Von Wien bin ich nach Rom gefahren, habe auf einem verlassenen Campingplatz in einem Wohnwagen gelebt und mich als Taglöhner in der Landwirtschaft finanziell über Wasser gehalten. Ich musste nicht betteln, habe viel gefeiert. Dann bin ich zurück in meine Heimat. Zweieinhalb Jahre habe ich dort gearbeitet, um dann wieder wegzufahren. 2016 habe ich in Innsbruck meinen Vater besucht, der dort inzwischen in einem Heim lebt. Zu Silvester 2017 wurde ich beim Goldenen Dachl in eine Schlägerei verwickelt.

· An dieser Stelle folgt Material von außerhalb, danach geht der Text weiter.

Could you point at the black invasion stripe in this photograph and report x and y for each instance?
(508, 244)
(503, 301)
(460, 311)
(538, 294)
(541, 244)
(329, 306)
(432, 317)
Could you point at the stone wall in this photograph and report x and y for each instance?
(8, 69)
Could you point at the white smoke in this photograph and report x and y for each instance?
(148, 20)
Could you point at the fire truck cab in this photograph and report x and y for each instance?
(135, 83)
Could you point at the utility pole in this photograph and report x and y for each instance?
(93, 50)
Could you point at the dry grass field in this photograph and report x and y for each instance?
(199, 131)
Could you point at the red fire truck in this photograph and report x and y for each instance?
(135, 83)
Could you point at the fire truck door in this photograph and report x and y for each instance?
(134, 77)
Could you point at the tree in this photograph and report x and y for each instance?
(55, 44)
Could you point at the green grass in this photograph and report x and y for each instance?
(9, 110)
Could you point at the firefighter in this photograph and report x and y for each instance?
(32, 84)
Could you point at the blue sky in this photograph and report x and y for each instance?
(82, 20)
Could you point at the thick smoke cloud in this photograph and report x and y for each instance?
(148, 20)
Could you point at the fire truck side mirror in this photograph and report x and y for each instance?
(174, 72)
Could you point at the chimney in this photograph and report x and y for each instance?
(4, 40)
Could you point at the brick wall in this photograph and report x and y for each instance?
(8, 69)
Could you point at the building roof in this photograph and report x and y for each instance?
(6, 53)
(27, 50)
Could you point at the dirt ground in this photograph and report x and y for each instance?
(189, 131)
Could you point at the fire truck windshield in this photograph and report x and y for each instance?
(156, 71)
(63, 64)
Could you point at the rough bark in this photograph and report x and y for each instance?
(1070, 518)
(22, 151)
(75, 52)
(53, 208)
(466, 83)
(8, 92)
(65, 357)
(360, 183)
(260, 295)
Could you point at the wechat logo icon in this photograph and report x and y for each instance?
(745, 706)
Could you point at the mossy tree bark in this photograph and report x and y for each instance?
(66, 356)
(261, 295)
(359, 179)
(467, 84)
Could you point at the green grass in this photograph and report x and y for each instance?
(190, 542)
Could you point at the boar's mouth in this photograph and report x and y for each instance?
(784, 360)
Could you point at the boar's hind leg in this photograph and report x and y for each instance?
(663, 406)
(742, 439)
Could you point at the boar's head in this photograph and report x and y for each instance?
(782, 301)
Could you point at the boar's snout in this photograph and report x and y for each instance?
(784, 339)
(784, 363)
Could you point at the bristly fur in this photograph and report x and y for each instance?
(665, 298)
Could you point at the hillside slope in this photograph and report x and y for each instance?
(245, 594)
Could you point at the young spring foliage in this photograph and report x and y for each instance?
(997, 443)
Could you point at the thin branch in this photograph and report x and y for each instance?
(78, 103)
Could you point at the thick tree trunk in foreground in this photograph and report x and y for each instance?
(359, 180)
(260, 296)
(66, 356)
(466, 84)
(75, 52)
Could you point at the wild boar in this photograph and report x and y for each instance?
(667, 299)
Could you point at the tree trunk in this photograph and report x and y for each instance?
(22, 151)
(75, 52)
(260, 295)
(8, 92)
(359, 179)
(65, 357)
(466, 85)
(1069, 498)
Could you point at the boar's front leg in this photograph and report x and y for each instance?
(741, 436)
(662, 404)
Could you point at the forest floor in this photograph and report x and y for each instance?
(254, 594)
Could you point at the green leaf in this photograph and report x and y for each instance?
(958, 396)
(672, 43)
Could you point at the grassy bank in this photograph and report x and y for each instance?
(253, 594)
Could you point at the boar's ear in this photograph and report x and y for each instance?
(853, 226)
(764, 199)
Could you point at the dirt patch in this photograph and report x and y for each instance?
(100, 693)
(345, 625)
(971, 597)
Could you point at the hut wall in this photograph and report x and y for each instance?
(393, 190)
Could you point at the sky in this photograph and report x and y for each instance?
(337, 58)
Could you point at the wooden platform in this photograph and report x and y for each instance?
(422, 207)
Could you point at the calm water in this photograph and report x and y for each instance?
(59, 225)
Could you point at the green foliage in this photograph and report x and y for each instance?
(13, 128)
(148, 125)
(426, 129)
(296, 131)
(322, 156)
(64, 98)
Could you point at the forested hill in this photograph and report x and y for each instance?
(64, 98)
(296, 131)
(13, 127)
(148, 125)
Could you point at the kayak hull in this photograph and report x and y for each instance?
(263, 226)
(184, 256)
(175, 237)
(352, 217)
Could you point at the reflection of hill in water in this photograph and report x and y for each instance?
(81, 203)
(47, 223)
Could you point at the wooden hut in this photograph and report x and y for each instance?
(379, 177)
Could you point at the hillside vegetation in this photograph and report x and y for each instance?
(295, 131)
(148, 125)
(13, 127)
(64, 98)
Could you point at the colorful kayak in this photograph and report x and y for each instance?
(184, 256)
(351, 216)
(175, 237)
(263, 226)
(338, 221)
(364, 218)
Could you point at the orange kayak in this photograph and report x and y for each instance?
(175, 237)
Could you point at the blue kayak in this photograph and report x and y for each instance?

Man warf mir vor, das Bier im Supermarket gekauft zu haben und nicht an den Silvesterständen. Die Polizei hat mich geschlagen, ich wurde ins Gefängnis gebracht. Im Gefängnis war ich davor schon öfters: Wer kein Geld hat, muss sich eines besorgen, um zu überleben. Nach der Haftentlassung sollte ich 600 Euro Schmerzensgeld bezahlen und bekam fünf Jahre Aufenthaltssperre in Österreich – auch wegen der nicht bezahlten Steuern. Das Verbot läuft bis 2023. In Innsbruck hatte ich eine Frau kennengelernt. Wir lebten in einer Wohngemeinschaft, hatten beide kein Geld. Als ich das Land verlassen musste, sind wir zwei Jahre nach Darmstadt gegangen. Dort habe ich als Hausmeister gearbeitet und Zeitungen verkauft. Dann wurde meine Partnerin schwanger. Wir sind nach Wien, dort hat man uns nach Innsbruck geschickt. Auf dem Weg dahin hat man mich vom Zug geholt und nach Ungarn ausgewiesen. Meine Partnerin hat Ende Juli 2019 unsere Tochter Liana zur Welt gebracht. Ich habe sie trotz Landesverweises zwei Mal in Österreich besucht, wurde beide Male bis zur Staatsgrenze eskortiert. Im August 2020 habe ich unsere Tochter zum letzten Mal im Arm gehalten. Aber ich sehe sie fast jeden Tag am Handy. Sie kann schon sprechen. Ich bin stolz auf sie, möchte ihr ein Vater sein, für den sie sich nicht schämen braucht. Sie soll sich nicht fragen, warum die Polizei kommt, wenn ich bei ihr bin, deshalb halte ich mich fern. Aber ich will arbeiten und zu ihrem Leben etwas beisteuern. Derzeit mache ich manchmal Handlangerarbeiten, helfe beim Möbeltragen, beim Bäume schneiden, beim Gras mähen. Ich weiß, dass mein Leben nicht linear verlaufen ist. Ich habe an vielen Orten gelebt, passe in kein Schema, aber ich komme klar.